- Barbara Sutton Curtis, from a 1991 newspaper.
- Born: September 16, 1930 Howell, Missouri
- Died: October 30, 2019 (aged 89) Ukiah, California
- Occupation: Jazz pianist

= Barbara Sutton Curtis =

American jazz pianist (1930–2019)

Barbara Sutton Curtis (September 16, 1930 – October 30, 2019) was an American jazz pianist.

== Early life ==
Barbara Sutton was born in Howell, Missouri, the daughter of Earl Sutton and Edna Sutton. Her older brother Ralph Sutton was also a jazz pianist in the Harlem stride piano style, and with his help she started performing in her teens. She graduated from Lindenwood College in St. Charles, Missouri, in 1952.

== Career ==
Barbara Sutton began playing professionally in St. Louis while she was still in college. In 1959 she played duets with her brother in New York City. The Suttons were both considered important interpreters of the works of Fats Waller, and recovered some lost compositions by Waller. A reviewer praised her "solid left hand" on her 1997 solo album Old Fashioned Love (recorded in Canada in 1987 and 1993). She said of playing jazz, "When the hearts of the musicians are together, it's a real high. There's nothing like it."

She moved to California with her husband in the 1960s. In 1969, Curtis moved to Ukiah, California, where she continued performing for many years, leading the Barbara Curtis Quintet. She also taught piano at Mendocino Community College. She toured with her brother in Germany in 1987, with a Fats Waller tribute show. In 1991 she performed with her brother in Switzerland. Another album of her performances, Solos & Duets, was released in 1993. They recorded another album together in St. Louis in 2000, about a year before Ralph died. Barbara and Hal Curtis were honored with a lifetime achievement award in 2005.

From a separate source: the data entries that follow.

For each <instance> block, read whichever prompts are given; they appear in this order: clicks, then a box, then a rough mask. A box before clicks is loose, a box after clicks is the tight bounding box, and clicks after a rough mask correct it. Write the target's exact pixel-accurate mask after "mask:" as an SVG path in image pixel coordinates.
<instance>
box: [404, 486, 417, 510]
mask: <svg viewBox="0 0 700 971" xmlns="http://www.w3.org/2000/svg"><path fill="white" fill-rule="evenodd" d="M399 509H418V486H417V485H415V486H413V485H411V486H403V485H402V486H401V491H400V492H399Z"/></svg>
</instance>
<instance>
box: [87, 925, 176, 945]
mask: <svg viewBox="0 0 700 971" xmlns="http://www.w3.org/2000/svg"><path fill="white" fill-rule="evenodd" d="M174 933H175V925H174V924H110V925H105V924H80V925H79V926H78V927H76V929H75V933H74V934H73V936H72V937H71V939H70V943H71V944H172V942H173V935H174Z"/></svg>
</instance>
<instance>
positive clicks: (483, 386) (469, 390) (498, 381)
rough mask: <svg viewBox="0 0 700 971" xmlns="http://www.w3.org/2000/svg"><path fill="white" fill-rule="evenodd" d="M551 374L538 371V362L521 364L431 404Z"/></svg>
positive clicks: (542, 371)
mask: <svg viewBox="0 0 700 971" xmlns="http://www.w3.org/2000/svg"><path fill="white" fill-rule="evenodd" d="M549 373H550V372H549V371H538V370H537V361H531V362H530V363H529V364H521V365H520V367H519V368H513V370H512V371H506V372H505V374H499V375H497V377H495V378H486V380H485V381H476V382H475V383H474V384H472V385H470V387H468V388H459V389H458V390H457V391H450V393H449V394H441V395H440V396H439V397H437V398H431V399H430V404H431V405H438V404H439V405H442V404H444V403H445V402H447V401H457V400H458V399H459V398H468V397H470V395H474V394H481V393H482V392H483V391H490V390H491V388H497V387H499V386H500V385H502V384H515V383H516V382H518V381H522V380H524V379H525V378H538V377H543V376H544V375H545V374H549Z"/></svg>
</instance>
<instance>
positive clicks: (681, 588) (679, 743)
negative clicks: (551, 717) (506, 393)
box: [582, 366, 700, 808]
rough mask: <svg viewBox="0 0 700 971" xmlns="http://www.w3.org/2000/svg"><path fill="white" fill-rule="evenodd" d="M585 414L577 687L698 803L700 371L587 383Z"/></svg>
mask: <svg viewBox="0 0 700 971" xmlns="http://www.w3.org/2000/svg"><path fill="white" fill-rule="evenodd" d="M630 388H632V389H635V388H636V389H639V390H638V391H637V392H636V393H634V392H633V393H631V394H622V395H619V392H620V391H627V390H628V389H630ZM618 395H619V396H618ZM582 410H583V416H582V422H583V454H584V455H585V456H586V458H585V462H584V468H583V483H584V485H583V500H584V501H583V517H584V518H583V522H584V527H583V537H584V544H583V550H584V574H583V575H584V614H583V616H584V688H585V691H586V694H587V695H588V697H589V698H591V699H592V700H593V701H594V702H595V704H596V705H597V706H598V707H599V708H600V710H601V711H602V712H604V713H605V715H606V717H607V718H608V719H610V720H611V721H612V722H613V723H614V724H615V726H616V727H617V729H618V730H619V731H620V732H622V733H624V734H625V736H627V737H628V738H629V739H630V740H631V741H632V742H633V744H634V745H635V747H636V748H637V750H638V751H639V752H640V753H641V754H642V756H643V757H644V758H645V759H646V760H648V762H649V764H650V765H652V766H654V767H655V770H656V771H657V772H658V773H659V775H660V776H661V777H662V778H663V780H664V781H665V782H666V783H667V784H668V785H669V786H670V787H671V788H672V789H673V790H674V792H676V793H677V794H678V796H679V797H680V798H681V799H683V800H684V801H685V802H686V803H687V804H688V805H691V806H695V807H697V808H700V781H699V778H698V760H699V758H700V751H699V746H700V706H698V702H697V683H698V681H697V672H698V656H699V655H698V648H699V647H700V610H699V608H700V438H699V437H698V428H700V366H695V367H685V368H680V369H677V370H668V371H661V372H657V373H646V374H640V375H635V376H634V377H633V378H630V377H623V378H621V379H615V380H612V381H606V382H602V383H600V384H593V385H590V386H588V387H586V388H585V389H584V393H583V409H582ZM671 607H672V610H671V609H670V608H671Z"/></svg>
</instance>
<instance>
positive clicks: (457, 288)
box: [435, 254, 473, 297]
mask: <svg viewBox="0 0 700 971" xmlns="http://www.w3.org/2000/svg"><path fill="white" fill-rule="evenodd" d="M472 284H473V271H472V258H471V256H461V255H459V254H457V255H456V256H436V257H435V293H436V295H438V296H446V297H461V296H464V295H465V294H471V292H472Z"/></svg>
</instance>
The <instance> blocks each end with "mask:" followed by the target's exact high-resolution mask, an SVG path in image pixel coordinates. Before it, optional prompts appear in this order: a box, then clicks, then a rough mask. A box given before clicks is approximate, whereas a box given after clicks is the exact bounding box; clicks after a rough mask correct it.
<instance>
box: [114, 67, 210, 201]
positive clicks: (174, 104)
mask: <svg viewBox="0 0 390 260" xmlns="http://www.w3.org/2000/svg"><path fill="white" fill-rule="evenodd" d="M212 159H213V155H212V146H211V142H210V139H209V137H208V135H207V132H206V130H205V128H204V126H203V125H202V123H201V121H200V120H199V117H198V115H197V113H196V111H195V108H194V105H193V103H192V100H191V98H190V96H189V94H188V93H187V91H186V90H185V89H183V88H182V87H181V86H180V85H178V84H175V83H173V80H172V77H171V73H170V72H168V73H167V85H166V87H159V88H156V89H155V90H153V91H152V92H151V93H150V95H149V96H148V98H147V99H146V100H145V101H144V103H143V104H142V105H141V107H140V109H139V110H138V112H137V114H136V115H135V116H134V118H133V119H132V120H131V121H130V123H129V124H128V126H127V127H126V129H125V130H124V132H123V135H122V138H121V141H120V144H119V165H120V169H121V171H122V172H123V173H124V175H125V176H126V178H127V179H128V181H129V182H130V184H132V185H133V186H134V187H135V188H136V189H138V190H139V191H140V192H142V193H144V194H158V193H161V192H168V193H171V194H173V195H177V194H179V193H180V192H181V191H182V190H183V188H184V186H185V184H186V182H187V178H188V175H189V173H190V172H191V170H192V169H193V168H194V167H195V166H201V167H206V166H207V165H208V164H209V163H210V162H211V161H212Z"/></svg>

Barbara Sutton Curtis was regularly featured on programs of American jazz festivals, including the 1977 Inverness Music Festival, the 1988 DuMaurier Downtown Jazz Festival in Toronto, the 1991 Mid America Jazz Festival in St. Louis, the Peninsula Jazz Party in Menlo Park, California, the Sacramento Traditional Jazz Festival, the Fats Waller Memorial Jazz Festival, and the Santa Rosa Dixieland Jazz Festival.

== Recordings ==

- Long Overdue with the Barbara Curtis Quartet (1984)
- Solos and Duets (Sackville Records 1993)
- Old Fashioned Love (Sackville Records 1997)
- Home Again (Gaslight Records 2001), with Ralph Sutton

== Personal life ==
Barbara Sutton married drummer and schoolteacher Harold "Hal" Curtis in 1952. They had a daughter, Terry, and a son, Scott. She died in 2019, aged 89 years, in Ukiah. Unpublished recordings of her concerts were donated to the Mendocino County Historical Society.